Cardiac Implants on Inpatient Part B

We keep getting a missing procedure edit on Mcare claims because implant can be billed but not the procedure. How do we get past this edit?

Example of HCPCS Codes triggering missing procedure: C1760, C1761 & C1854. All the corresponding procedures are dropping off the claim as 0481 revenue code is not allowed on Inpatient Part B claims.

Thanks!

Comments

  • I think you may want to double check- 0481 is not on the excluded list for either ancillary billing scenarios.

  • I assume they placed a stent. Don't you need the CPT for the stent placement? maybe 92928 or C9600

  • edited May 30

    Yes, we have the corresponding CPT Codes but they map to revenue codes not allowed for IP Part B Only billing. It just seems odd that CMS allows the implant HCPCS code, which triggers an edit for missing procedure, but not the corresponding procedure CPT Code. Is there any hope or is this just one of those CMS things that tends to cause one to bang her head against the wall?

  • The MAC should be able to access that CMS table and see 0481 is not excluded and fix it. That's their job, isn't it?

  • Kay, are you familiar with HCPCS C9899? I know you are Noridian, but Novitas provides a good description and example on how to report without triggering the missing procedure. You should utilize C9899 for the device. Refer to the guidance below. Hope this helps!

    https://www.novitas-solutions.com/webcenter/portal/MedicareJH/pagebyid?contentId=00003096

    Inpatient Part B – Implantable prosthetic device checklist

    Type of Bill (TOB) = 12x

    Claim page 02 in the Fiscal Intermediary Standard System (FISS) via Direct Data Entry (DDE) or Electronic Media Claim (EMC) equivalent = HCPCS C9899 and the amount that would have been charged with the actual device code itself (this is the amount outlined on the device purchase invoice)

    Among any other services rendered for this particular stay that are billable on a 12x TOB.

    Do not include the “C” HCPCS code of the actual device itself on claim page 02 in FISS (or the EMC equivalent).

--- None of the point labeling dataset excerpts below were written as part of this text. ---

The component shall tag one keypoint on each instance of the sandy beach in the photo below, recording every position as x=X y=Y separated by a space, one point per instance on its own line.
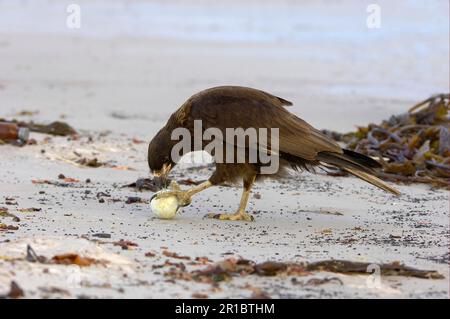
x=118 y=78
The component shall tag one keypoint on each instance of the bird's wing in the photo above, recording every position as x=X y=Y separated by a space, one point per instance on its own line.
x=226 y=109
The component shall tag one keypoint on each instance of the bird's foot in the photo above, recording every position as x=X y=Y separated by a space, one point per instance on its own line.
x=237 y=216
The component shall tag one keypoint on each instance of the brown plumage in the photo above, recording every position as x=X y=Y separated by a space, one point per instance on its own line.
x=300 y=145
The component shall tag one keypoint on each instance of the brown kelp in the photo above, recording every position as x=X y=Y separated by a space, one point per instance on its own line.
x=413 y=147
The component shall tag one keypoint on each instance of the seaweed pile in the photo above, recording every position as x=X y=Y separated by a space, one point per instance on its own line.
x=413 y=147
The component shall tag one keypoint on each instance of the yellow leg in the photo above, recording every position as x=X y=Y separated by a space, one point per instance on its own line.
x=240 y=214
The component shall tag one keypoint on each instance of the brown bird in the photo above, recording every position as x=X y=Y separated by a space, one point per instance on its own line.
x=301 y=147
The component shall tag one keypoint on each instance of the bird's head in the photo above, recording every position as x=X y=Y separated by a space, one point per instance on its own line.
x=159 y=157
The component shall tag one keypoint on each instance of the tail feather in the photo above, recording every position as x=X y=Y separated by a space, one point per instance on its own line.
x=358 y=165
x=373 y=180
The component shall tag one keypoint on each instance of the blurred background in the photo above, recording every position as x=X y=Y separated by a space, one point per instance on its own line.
x=132 y=63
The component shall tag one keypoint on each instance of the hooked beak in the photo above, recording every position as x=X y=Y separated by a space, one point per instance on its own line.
x=160 y=177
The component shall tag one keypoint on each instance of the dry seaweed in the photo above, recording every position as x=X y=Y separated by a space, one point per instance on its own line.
x=55 y=128
x=413 y=147
x=231 y=267
x=15 y=291
x=392 y=269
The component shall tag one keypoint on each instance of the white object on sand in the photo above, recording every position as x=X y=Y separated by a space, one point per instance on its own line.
x=164 y=204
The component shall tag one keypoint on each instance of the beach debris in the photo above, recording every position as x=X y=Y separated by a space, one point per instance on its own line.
x=413 y=147
x=66 y=182
x=93 y=162
x=4 y=227
x=15 y=291
x=392 y=269
x=10 y=132
x=154 y=185
x=57 y=128
x=101 y=235
x=4 y=212
x=33 y=257
x=150 y=254
x=125 y=244
x=175 y=255
x=317 y=281
x=134 y=200
x=227 y=269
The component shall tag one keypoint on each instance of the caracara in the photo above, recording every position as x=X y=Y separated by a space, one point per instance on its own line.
x=300 y=146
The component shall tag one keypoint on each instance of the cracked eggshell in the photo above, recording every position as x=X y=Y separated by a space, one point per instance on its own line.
x=165 y=207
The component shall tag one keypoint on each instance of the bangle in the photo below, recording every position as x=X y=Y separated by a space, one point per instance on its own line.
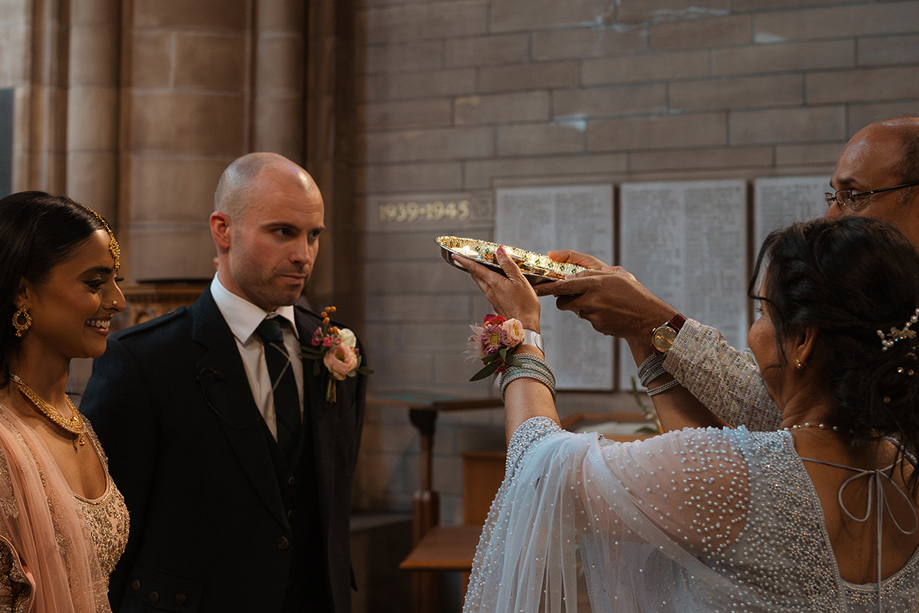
x=531 y=367
x=651 y=369
x=664 y=387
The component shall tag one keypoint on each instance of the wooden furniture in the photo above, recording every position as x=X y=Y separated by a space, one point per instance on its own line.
x=435 y=548
x=444 y=548
x=150 y=300
x=452 y=548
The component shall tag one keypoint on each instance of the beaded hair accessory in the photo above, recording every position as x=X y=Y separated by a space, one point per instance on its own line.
x=113 y=246
x=895 y=334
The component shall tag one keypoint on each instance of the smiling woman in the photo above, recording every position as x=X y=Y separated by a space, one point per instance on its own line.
x=63 y=524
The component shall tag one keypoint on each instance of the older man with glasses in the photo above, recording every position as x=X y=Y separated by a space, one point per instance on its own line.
x=699 y=379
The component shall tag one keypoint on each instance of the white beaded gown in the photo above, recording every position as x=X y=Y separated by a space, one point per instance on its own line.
x=694 y=520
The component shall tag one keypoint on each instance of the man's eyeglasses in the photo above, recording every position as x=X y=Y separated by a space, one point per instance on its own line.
x=845 y=197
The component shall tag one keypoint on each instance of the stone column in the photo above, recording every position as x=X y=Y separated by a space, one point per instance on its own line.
x=47 y=97
x=92 y=105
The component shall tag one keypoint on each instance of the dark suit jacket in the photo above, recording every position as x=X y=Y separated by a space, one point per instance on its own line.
x=219 y=522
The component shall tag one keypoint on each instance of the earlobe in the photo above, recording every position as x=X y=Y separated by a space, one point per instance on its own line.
x=23 y=294
x=220 y=229
x=805 y=346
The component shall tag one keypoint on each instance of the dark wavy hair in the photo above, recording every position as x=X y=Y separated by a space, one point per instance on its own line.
x=849 y=278
x=38 y=231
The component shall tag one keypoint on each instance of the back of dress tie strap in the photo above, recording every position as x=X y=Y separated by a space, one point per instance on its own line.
x=879 y=498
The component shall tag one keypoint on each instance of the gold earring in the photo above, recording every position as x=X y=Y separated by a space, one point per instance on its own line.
x=22 y=327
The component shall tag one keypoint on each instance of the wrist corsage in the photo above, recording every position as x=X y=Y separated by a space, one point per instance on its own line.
x=336 y=349
x=494 y=342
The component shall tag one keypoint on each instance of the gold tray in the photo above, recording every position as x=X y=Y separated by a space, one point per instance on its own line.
x=536 y=267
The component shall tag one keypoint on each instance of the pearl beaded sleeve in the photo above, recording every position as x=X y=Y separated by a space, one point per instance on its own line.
x=693 y=520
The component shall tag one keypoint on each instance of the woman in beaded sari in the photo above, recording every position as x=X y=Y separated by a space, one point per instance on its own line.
x=63 y=524
x=818 y=516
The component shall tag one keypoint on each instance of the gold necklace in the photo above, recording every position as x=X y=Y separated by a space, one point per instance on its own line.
x=74 y=425
x=810 y=425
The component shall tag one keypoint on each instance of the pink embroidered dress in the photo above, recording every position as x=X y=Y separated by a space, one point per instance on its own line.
x=56 y=548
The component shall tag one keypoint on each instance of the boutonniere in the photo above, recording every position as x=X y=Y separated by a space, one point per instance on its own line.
x=336 y=349
x=493 y=342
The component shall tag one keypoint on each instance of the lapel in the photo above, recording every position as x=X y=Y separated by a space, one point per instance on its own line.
x=223 y=378
x=322 y=417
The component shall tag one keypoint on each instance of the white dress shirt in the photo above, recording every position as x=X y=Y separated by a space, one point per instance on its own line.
x=243 y=317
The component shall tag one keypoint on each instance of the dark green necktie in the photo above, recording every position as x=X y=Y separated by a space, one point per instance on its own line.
x=281 y=372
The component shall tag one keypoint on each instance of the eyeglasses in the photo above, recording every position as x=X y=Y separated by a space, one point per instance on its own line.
x=845 y=197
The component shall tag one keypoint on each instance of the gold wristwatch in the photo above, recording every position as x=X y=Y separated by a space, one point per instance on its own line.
x=663 y=336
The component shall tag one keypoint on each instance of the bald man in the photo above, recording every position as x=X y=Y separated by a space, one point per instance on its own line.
x=239 y=492
x=877 y=175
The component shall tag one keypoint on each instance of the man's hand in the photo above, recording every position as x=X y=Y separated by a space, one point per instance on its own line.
x=609 y=297
x=567 y=256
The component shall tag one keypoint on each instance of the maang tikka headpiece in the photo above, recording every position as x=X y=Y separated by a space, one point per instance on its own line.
x=895 y=334
x=113 y=246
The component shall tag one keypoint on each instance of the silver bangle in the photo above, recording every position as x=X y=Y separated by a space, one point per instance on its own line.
x=664 y=387
x=531 y=367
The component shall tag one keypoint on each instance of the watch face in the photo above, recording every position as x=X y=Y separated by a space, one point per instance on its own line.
x=663 y=338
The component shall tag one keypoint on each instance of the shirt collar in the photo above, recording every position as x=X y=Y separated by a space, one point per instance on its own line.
x=241 y=315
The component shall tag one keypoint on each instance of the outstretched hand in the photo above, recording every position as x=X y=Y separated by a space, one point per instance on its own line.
x=609 y=297
x=568 y=256
x=511 y=296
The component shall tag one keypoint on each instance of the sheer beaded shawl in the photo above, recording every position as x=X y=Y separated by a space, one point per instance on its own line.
x=695 y=520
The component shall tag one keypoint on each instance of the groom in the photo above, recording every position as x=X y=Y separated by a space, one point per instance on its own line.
x=237 y=478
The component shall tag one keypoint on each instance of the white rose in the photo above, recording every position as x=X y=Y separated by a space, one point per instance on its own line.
x=347 y=338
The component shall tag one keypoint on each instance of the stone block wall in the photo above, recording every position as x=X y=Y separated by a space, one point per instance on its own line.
x=461 y=96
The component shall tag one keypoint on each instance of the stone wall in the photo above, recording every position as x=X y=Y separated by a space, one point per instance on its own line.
x=461 y=96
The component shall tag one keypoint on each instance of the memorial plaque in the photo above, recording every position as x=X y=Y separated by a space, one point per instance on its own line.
x=686 y=242
x=781 y=201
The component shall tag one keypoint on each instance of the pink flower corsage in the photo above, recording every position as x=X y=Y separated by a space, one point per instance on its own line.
x=336 y=349
x=493 y=342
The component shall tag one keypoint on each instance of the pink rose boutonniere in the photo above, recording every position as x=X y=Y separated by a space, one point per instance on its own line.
x=493 y=343
x=336 y=349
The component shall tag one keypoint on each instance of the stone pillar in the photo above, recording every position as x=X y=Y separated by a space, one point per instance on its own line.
x=47 y=97
x=277 y=124
x=188 y=118
x=92 y=105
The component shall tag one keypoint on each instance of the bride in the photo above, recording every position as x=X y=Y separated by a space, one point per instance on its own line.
x=63 y=524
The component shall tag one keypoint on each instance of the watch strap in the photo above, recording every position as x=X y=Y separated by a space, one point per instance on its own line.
x=533 y=338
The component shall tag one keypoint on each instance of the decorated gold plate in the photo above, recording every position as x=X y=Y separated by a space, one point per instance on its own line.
x=536 y=267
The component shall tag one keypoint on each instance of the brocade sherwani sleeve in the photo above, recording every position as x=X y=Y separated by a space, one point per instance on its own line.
x=725 y=380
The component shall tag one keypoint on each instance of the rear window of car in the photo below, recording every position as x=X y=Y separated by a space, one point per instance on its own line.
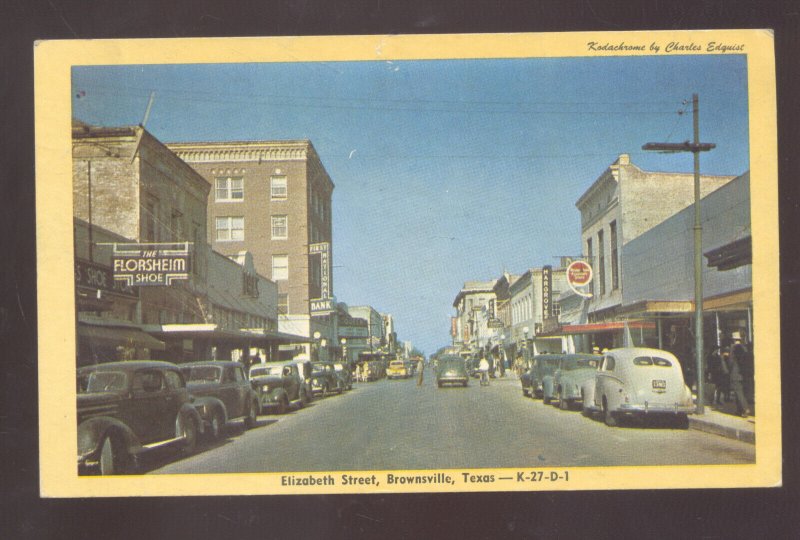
x=651 y=361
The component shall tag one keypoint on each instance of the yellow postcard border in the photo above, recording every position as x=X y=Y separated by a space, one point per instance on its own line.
x=56 y=326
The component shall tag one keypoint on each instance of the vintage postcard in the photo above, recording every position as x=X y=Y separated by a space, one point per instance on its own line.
x=429 y=263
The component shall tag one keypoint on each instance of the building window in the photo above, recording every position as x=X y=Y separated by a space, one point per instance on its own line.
x=278 y=188
x=280 y=267
x=614 y=257
x=280 y=227
x=150 y=209
x=230 y=188
x=230 y=229
x=591 y=262
x=601 y=262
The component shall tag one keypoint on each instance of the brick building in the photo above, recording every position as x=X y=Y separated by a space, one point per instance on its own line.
x=130 y=188
x=273 y=199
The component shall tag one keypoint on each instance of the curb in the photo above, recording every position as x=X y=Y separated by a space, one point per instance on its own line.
x=743 y=435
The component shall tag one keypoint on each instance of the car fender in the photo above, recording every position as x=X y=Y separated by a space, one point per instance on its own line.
x=92 y=432
x=209 y=404
x=188 y=410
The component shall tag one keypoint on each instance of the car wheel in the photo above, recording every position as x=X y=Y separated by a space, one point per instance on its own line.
x=252 y=415
x=187 y=428
x=608 y=415
x=113 y=456
x=563 y=404
x=217 y=423
x=283 y=405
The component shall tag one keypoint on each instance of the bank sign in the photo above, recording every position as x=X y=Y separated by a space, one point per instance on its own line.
x=324 y=304
x=150 y=264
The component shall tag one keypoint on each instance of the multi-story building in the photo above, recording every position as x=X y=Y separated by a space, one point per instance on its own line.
x=375 y=328
x=273 y=199
x=128 y=188
x=623 y=203
x=474 y=306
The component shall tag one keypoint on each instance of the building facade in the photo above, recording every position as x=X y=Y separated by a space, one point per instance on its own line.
x=623 y=203
x=273 y=199
x=128 y=188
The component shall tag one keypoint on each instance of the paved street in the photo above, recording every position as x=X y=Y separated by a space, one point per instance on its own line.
x=396 y=425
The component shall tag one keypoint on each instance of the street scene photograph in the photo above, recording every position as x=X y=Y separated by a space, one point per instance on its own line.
x=435 y=269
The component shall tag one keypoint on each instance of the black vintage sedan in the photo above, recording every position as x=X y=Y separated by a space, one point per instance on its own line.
x=127 y=408
x=324 y=379
x=222 y=393
x=451 y=369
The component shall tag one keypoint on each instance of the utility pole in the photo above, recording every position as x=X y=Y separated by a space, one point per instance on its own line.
x=695 y=148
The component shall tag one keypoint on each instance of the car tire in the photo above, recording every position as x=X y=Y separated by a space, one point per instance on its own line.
x=608 y=415
x=217 y=425
x=252 y=415
x=563 y=404
x=187 y=428
x=283 y=405
x=114 y=458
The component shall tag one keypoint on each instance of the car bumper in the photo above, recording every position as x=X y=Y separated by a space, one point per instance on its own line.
x=655 y=408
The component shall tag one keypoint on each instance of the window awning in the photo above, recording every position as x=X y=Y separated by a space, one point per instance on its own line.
x=107 y=335
x=595 y=328
x=213 y=331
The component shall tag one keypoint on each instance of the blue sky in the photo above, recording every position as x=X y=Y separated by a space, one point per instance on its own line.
x=445 y=171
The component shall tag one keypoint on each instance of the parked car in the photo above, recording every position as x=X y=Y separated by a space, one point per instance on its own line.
x=345 y=373
x=324 y=380
x=635 y=381
x=452 y=369
x=127 y=408
x=397 y=369
x=279 y=387
x=573 y=370
x=222 y=393
x=541 y=375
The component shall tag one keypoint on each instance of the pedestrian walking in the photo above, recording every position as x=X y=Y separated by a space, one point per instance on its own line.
x=736 y=358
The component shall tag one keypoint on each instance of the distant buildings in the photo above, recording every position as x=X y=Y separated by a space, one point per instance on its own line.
x=636 y=232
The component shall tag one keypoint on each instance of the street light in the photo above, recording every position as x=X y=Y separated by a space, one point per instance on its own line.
x=695 y=148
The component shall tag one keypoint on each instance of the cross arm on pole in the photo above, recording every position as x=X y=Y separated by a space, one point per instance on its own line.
x=685 y=146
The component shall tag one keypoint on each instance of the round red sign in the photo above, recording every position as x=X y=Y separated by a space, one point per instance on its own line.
x=579 y=273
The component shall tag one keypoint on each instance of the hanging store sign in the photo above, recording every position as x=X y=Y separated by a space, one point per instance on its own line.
x=324 y=304
x=98 y=277
x=151 y=264
x=579 y=276
x=547 y=292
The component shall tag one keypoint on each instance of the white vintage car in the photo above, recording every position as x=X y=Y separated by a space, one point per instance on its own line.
x=635 y=381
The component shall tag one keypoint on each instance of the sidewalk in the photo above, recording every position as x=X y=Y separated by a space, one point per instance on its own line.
x=722 y=423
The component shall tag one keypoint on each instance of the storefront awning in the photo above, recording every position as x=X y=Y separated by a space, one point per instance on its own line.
x=595 y=328
x=213 y=331
x=106 y=335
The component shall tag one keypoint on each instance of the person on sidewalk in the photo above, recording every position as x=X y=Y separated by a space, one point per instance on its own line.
x=736 y=358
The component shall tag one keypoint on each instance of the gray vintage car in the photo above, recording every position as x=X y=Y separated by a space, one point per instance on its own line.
x=636 y=381
x=127 y=408
x=279 y=387
x=573 y=371
x=451 y=369
x=221 y=393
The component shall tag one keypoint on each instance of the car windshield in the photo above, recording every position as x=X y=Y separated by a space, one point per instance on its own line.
x=651 y=361
x=579 y=363
x=202 y=373
x=102 y=381
x=266 y=371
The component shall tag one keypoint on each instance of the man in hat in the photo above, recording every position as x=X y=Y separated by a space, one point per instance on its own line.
x=735 y=360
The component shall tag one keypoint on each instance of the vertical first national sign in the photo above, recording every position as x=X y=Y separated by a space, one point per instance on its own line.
x=151 y=264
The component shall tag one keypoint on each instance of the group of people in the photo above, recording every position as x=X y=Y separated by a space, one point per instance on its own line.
x=730 y=371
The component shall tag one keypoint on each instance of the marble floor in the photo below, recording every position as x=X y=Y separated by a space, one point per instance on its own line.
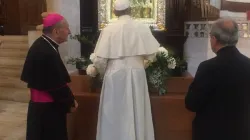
x=12 y=120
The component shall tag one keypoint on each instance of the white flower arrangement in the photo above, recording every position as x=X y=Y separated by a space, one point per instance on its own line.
x=159 y=70
x=91 y=69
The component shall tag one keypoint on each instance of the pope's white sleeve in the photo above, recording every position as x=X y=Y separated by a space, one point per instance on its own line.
x=100 y=64
x=151 y=57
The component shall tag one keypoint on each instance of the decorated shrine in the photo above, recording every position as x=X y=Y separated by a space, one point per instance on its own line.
x=166 y=18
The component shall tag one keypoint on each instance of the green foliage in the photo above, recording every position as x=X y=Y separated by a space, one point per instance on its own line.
x=159 y=71
x=79 y=62
x=83 y=39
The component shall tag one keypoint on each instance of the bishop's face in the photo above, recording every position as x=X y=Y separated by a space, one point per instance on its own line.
x=63 y=32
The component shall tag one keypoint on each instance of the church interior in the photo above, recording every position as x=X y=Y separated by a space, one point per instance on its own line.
x=182 y=26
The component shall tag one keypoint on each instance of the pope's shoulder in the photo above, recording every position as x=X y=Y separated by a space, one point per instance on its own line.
x=131 y=24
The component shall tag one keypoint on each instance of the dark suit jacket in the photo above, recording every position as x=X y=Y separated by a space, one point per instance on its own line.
x=219 y=95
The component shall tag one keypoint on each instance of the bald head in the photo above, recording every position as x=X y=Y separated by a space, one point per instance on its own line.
x=225 y=31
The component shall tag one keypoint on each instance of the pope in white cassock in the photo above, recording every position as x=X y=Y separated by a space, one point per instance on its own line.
x=125 y=110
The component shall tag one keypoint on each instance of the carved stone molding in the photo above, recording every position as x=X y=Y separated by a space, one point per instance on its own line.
x=202 y=29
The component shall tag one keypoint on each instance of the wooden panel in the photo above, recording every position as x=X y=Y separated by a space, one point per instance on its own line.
x=18 y=15
x=234 y=6
x=30 y=13
x=12 y=24
x=175 y=16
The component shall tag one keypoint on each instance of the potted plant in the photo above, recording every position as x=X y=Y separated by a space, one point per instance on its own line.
x=159 y=71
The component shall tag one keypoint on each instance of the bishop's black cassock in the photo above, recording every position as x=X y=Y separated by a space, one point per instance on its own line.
x=45 y=73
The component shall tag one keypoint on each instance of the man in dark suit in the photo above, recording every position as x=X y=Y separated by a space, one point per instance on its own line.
x=219 y=94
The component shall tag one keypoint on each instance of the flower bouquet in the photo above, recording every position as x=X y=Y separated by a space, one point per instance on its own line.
x=158 y=71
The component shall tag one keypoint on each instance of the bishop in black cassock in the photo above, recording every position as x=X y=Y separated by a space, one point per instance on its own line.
x=47 y=78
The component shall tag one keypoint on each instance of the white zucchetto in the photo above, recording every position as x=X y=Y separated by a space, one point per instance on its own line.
x=121 y=5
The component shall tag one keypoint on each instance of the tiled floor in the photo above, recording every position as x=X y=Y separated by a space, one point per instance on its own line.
x=12 y=120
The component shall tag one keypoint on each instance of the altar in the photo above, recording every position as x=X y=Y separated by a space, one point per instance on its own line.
x=172 y=121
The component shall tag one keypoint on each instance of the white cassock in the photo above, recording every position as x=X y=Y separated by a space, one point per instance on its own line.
x=125 y=110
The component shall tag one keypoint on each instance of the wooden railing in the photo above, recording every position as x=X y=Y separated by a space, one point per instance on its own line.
x=200 y=10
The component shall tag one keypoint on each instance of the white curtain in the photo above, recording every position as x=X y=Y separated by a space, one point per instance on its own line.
x=216 y=3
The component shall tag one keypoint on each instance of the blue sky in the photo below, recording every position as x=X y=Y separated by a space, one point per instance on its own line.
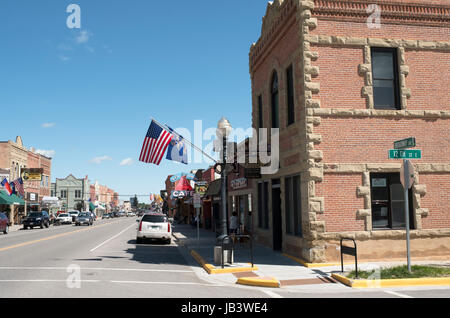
x=87 y=95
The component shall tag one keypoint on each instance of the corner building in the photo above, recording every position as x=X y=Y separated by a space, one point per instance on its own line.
x=342 y=89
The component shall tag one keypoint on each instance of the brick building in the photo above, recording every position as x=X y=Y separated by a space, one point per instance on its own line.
x=342 y=88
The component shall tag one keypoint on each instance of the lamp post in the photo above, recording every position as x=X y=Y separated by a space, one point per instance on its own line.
x=222 y=132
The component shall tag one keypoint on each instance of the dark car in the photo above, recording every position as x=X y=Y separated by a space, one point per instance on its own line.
x=36 y=219
x=84 y=218
x=4 y=223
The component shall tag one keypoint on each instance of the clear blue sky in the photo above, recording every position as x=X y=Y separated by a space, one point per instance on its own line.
x=90 y=93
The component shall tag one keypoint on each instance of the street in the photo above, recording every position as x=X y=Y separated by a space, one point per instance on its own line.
x=104 y=261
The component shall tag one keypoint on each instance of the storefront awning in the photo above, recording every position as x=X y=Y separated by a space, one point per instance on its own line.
x=13 y=199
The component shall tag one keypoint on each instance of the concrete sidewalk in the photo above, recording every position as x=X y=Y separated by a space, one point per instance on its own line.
x=271 y=268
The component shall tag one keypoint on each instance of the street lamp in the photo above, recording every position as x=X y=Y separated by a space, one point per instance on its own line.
x=223 y=131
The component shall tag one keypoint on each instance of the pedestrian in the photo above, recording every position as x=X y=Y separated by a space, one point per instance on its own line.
x=234 y=223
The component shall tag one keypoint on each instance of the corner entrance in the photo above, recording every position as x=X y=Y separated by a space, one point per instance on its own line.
x=276 y=215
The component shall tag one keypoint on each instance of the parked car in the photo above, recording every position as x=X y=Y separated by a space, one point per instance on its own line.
x=84 y=218
x=64 y=218
x=36 y=219
x=74 y=215
x=154 y=226
x=4 y=223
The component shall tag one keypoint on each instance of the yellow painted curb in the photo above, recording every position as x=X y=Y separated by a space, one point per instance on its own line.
x=314 y=265
x=210 y=269
x=401 y=282
x=259 y=281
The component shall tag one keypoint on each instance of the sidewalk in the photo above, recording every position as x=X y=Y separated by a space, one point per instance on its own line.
x=271 y=268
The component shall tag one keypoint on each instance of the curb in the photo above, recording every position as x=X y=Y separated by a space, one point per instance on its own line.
x=401 y=282
x=211 y=269
x=259 y=281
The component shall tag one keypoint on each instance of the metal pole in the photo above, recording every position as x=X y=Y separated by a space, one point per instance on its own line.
x=224 y=189
x=406 y=181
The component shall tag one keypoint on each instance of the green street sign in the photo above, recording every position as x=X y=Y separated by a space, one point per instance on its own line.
x=405 y=143
x=405 y=154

    Claim page 04 (remarks) in FISS via Direct Data Entry DDE (or the Electronic Media Claim EMC equivalent) = Include detailed remarks outlining the HCPCS code that C9899 is representing and a description of the device itself and/or a HCPCS code that adequately describes the device, the procedure being performed, the type of implants inserted and the invoice number along with the acquisition cost for each component implanted. The shipping cost does not need to be included.

    Note: For a list of revenue codes not permitted on an inpatient Part B claim, please review the CMS Internet-Only Manuals (IOMs), Claims Processing Manual, Pub. 100-04, Chapter 4, Section 240.1

    Example

    Hospital A admits patient for a total left knee arthroplasty (left knee replacement). Patient does not have Part A coverage, but per CMS guidelines, the hospital bills for the implantable prosthetic device. In this scenario, Hospital A would traditionally bill HCPCS C1776 with a charge as outlined on the device purchase invoice.

    TOB = 121

    Claim page 02 in FISS via DDE or EMC equivalent = HCPCS C9899 with total and covered charges.

    Any of other services rendered that are billable on an inpatient Part B claim (12x TOB) may also be included for payment.

    Claim page 04 in FISS via DDE or EMC equivalent = HCPCS C1776 as well as an equivalent narrative description of the prosthetic.